Una noche, a la luz de una lámpara de mano colgada en la pared de madera, Anselmo, sentado en su cama, se inclinaba hacia un gran cofre abierto donde brillaban, deslumbrantes, de cobre y de plata, unos luises de Francia, federicos de Alemania, soberanos ingleses, cuádruples españoles, florines, doblones, piastras, cruzados, ducados, guineas...; todas las efigies, todos los relieves, todas las milésimas; y, como si un pirata que saquea los mares de un polo al otro hubiese vertido allí su carga de riqueza, se mezclaban con las monedas de Europa los talegos, los catis, los cayas, los copang, los dólares, los sequin, el sarafi, los mamoudis, los niscifs, los patacos, las pagodas, los sultaninos, y los yarembecs, y también las preciosas conchas llamadas zimbis o cauris, que los negros ribereños de Kouara y del Korourou cambian por los besos de las negras de gruesos labios. ¡Prodigioso montón deslumbrante y sonoro!
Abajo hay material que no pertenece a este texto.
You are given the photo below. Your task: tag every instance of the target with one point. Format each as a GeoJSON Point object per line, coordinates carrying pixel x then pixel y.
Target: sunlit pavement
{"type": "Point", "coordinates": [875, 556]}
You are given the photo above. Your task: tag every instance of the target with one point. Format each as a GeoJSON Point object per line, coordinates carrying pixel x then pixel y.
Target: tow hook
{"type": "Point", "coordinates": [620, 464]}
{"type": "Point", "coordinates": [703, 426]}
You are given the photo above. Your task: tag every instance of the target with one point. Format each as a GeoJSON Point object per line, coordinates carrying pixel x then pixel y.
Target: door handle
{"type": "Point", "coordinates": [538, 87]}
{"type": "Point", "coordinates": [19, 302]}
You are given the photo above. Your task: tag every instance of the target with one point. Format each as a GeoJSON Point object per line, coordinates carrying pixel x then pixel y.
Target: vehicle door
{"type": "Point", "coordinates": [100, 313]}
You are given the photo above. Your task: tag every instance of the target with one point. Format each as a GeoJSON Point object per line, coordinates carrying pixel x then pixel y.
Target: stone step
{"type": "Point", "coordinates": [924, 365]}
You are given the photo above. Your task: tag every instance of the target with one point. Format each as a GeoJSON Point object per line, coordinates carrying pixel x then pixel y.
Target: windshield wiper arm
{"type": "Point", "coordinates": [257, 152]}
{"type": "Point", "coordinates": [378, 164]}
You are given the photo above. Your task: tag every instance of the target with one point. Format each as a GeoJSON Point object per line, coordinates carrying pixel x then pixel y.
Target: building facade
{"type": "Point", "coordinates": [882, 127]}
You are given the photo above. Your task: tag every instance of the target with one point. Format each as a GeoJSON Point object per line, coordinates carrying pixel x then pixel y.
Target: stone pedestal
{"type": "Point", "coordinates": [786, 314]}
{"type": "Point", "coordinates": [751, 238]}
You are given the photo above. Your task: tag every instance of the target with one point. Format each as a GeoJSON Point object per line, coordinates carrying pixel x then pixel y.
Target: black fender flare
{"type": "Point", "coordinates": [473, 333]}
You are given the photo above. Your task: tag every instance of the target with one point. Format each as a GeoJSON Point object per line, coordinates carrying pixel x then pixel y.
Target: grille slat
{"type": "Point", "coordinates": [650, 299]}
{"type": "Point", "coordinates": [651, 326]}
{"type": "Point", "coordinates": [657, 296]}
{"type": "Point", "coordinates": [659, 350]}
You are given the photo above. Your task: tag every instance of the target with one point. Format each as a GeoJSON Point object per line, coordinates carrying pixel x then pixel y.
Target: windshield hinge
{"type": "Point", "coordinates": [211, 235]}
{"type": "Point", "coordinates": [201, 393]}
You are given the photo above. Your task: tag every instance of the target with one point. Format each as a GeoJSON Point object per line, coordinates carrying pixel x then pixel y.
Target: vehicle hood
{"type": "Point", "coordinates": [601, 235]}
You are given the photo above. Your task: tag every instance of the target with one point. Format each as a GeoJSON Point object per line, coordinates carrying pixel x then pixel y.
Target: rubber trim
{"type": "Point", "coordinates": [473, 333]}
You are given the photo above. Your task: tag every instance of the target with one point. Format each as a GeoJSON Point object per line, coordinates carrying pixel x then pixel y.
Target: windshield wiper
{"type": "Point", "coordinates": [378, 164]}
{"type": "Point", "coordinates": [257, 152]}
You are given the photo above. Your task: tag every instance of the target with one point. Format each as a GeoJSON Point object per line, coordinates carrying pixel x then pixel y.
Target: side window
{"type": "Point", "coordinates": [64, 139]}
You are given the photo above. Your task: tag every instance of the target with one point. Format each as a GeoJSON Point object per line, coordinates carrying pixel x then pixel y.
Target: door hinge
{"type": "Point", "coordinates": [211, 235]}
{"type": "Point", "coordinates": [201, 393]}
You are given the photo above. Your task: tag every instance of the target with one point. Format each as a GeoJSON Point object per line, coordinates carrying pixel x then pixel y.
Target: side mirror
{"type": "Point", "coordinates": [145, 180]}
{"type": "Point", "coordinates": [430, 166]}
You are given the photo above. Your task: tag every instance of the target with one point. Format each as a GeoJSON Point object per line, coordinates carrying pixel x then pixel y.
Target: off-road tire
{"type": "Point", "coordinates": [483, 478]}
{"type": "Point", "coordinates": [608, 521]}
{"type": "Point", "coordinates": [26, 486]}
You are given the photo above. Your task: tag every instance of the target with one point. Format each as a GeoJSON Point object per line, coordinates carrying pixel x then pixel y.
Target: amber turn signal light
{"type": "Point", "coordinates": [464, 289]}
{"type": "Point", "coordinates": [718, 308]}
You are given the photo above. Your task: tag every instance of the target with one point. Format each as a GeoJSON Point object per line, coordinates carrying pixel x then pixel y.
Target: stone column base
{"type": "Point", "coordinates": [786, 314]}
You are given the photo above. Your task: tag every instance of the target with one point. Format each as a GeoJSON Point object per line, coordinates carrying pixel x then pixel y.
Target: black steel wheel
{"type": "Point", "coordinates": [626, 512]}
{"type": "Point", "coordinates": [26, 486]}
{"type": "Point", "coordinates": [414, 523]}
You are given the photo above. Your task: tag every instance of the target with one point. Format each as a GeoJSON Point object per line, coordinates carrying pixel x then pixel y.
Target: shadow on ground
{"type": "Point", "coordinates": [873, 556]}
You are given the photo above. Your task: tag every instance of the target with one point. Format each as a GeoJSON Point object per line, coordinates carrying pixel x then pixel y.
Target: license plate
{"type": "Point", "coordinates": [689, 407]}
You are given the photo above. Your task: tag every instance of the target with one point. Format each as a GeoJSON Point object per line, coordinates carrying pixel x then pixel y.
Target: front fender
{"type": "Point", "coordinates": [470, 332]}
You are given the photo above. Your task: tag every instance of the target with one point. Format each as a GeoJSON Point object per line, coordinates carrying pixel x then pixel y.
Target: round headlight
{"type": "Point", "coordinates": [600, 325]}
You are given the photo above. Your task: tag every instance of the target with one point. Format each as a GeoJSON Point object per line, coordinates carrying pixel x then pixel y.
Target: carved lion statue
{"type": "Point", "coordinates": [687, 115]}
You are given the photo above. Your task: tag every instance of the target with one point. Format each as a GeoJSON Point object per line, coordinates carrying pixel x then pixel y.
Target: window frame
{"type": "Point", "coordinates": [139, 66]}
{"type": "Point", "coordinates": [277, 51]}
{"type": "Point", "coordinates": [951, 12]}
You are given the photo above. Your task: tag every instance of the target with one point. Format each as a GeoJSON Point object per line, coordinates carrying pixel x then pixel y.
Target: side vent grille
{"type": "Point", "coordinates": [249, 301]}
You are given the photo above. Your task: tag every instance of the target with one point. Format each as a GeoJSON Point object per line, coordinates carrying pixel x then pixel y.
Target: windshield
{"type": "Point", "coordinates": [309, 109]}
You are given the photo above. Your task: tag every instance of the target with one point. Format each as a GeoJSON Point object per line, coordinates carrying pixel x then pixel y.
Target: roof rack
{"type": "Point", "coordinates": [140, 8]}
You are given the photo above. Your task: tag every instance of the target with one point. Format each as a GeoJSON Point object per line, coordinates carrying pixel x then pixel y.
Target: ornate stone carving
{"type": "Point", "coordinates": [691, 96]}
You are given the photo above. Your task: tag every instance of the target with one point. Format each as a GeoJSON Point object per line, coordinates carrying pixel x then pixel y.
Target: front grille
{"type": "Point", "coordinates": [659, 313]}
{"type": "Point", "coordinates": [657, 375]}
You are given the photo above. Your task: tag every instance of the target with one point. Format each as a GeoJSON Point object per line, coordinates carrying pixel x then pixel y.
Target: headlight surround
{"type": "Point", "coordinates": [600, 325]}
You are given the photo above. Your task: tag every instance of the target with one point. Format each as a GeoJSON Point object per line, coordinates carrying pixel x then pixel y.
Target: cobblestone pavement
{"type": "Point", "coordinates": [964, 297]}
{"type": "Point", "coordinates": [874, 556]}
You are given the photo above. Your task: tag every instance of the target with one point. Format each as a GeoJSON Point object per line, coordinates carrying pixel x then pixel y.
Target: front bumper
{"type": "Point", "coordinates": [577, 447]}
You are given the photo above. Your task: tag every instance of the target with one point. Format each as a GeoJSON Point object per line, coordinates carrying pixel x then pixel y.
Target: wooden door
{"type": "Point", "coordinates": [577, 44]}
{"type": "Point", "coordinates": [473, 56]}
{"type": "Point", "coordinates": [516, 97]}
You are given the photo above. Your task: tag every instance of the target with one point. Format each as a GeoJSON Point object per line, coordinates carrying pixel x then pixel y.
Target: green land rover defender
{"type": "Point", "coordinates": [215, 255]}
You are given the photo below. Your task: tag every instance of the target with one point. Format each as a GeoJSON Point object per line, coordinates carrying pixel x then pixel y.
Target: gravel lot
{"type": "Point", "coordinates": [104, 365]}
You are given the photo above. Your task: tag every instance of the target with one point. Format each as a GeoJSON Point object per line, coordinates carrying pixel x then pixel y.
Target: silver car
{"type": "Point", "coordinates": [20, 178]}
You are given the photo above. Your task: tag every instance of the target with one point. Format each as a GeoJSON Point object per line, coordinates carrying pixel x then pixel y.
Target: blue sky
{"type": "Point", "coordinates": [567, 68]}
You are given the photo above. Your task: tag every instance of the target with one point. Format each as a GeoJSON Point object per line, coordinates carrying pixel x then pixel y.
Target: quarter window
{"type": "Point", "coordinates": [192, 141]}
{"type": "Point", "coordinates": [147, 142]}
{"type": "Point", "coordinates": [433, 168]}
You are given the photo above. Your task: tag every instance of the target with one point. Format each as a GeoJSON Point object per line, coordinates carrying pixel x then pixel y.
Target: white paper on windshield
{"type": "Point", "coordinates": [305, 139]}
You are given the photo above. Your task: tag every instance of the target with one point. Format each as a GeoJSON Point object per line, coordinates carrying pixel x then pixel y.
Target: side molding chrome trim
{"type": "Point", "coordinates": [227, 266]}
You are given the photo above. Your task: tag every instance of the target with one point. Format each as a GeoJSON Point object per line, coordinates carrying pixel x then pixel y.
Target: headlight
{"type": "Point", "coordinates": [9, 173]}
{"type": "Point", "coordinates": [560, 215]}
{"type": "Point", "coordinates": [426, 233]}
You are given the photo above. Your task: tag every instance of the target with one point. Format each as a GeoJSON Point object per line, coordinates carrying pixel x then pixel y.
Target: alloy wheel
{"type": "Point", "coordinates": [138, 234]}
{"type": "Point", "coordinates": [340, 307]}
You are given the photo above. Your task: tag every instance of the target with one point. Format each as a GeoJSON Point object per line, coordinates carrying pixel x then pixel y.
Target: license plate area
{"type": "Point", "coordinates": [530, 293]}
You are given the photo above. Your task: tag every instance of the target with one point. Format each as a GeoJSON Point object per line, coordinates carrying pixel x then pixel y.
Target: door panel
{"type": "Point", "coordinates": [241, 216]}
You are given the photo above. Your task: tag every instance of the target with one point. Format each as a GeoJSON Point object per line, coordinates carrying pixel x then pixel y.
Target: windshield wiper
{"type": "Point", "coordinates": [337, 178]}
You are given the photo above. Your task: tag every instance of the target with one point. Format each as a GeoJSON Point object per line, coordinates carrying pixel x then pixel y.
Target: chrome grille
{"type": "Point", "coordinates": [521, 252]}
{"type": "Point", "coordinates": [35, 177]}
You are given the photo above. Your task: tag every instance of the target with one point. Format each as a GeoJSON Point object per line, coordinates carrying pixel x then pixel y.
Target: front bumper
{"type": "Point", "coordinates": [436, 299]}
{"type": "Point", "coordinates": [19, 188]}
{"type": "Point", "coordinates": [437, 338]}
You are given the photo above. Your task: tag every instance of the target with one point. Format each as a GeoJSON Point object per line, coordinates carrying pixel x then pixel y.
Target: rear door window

Embriagado, Anselmo lo contemplaba, lo tocaba, lo besaba, el oro cegando sus ojos, el oro llenando sus manos; luego tras haber quitado su ropa, y sin camisa, se precipitó hacia el cofre, ancho y largo como una bañera, y se hundió en él, dando vueltas, martirizándose, desgarrándose, feliz de herirse donde las monedas entraban en unas sangrientas huchas; tanto fue así que al fin, roto por el exceso de gozo, cayó en éxtasis con un estertor dulce, y, conservando bajo sus pupilas cerradas la deslumbrante visión, se quedó dormido completamente desnudo sobre ese oro, como un amante extenuado de amor.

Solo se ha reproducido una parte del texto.